# TAIDL: Tensor Accelerator ISA Definition Language

## Overview

This is the artifact for our paper "TAIDL: Tensor Accelerator ISA Definition Language with Auto-generation of Scalable Test Oracles".
In our paper, we present an ISA specification language for tensor accelerators and auto-generated test oracles (a.k.a. functional simulators).

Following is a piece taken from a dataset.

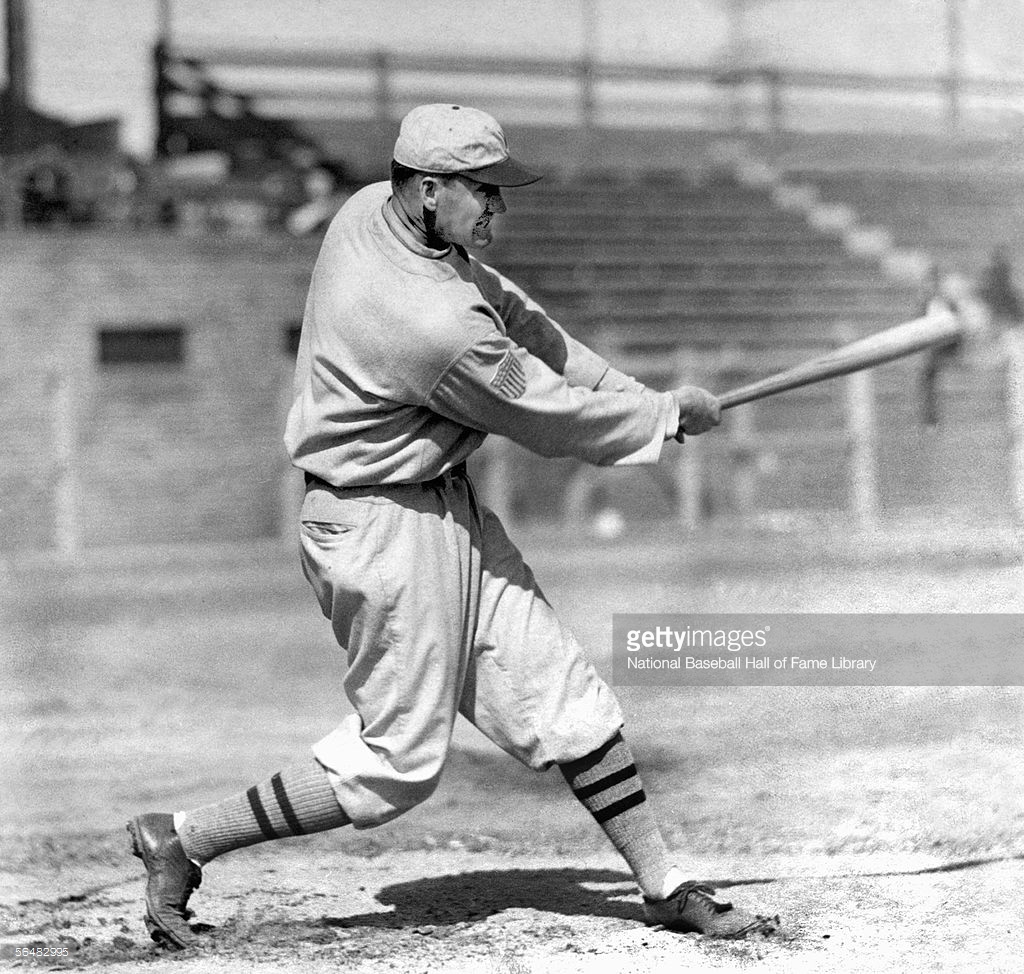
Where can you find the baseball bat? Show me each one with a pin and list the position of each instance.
(937, 328)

This artifact consists of TAIDL source code and the necessary scripts to reproduce the evaluation results.
To facilitate artifact evaluation, we have automated the entire environment setup and experimental processes as part of Docker images.
Our evaluation results were collected using Intel Xeon Platinum 8358 CPU and NVIDIA A100 GPU.
We recommend using a machine with an Intel CPU and an NVIDIA GPU to benchmark TAIDL-TO and its baselines.
Reproducing all simulation statistics takes approximately 30-45 minutes.

## Running TAIDL Artifact

### Getting Started

We use Docker images for environment setup of TAIDL and baselines.
To run the TAIDL artifact, install Docker using the [installation guide](https://docs.docker.com/engine/install/).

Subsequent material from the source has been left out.